Náusea é definida como sensação subjetiva da necessidade de vomitar, geralmente 
percebida na garganta ou no epigástrio. Vômito é a ejeção de conteúdo 
gastrointestinal pela boca. É importante diferenciar vômito de regurgitação, nesta 
última, ocorre retorno de conteúdo gástrico pela boca sem esforço do paciente. 
Os vômitos geralmente são precedidos por náuseas. Vômitos não precedidos por 
náuseas, conhecidos como “vômitos em jato”, são classicamente, associados à 
hipertensão intracraniana. 
 
ETIOLOGIA E FISIOPATOLOGIA 
O ato de vomitar resulta da interação de componentes neurais, humorais, 
musculares e gastrointestinais. O centro do vômito no sistema nervoso central (SNC) 

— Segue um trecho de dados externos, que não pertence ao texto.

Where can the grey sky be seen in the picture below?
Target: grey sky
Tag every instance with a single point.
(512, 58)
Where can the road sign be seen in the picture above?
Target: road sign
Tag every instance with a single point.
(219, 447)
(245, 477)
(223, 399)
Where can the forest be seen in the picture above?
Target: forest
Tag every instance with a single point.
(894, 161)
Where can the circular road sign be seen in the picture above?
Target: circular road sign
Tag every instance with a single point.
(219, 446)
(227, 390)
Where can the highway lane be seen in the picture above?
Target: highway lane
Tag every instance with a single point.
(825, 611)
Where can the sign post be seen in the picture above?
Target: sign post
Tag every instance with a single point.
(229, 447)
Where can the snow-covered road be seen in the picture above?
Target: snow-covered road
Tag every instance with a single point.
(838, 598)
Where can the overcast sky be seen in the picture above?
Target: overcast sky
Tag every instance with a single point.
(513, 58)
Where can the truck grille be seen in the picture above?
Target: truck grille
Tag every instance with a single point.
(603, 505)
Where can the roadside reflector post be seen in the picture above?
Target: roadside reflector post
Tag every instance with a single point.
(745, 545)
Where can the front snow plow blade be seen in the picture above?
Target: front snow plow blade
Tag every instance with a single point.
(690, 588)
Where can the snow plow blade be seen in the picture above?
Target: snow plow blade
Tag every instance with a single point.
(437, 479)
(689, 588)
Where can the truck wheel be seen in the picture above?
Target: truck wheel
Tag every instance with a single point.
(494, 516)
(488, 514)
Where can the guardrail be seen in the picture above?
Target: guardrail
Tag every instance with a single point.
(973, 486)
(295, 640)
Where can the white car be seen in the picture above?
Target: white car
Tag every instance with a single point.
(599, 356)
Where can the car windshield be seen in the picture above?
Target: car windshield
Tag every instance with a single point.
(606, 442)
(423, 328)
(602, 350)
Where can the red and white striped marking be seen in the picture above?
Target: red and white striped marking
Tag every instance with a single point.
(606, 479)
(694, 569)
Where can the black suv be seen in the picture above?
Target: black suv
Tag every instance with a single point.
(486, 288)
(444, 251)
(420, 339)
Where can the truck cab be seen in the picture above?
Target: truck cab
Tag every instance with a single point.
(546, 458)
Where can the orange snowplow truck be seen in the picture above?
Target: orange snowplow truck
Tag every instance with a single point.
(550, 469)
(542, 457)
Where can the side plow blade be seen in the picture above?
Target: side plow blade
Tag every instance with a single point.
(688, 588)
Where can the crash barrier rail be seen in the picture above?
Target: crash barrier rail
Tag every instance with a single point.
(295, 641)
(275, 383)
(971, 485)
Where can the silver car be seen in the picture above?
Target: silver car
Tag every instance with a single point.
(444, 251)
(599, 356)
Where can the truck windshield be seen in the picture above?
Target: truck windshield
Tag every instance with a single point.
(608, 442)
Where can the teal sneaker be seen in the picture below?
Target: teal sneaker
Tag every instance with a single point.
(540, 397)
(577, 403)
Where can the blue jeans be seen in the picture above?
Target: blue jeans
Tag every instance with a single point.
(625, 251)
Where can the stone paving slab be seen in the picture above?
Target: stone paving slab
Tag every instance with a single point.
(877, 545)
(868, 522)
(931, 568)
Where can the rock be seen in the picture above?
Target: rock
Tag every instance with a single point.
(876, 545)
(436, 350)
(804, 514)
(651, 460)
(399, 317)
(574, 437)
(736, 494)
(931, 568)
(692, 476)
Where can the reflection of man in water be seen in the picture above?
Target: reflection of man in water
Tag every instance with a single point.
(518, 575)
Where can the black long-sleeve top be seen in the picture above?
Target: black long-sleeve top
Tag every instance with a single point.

recebe aferências de quatro fontes: 
 Fibras aferentes vagais e esplâncnicas originadas do trato gastrointestinal 
(receptores 5HT-3): são estimuladas por distensão da mucosa de vias biliares 
e gastrointestinais, por irritantes gástricos (como salicilatos e enterotoxina 
estafilocócica), e fatores irritantes peritoneais. 
 Sistema vestibular (receptores histamínicos H1 e receptores muscarínicos 
colinérgicos M1): essas fibras são estimuladas por movimento e por 
infecções. 
 Zona postrema da medula (quimiorreceptores em contato com sangue e 
liquor): é estimulada por agentes quimioterápicos, drogas, toxinas, uremia, 
acidose, hipóxia e radioterapia. 
Outros receptores do SNC estão associados ao aparecimento de vômitos 
relacionados com odores e experiências emocionais, como os vômitos que ocorrem 
como antecipação a quimioterapia. 
Principais etiologias de náuseas e vômitos: 
 Associadas a medicações: quimioterápicos, analgésicos e anti-inflamatórios, 
antibióticos, digoxina, sulfassalazina, teofilina, opioides, vômitos pós-
radioterapia e uso abusivo de álcool. 
 Alterações peritoneais e intestinais: obstrução mecânica, alteração funcional 
gastrointestinal (p. ex., gastroparesia, dispepsia), inflamação peritoneal, 
úlcera péptica, pancreatite, colecistite, isquemia mesentérica 
 Causas infecciosas: gastroenterites, outros quadros infecciosos com toxemia 
 Causas de sistema nervoso central: enxaqueca, hipertensão intracraniana (p. 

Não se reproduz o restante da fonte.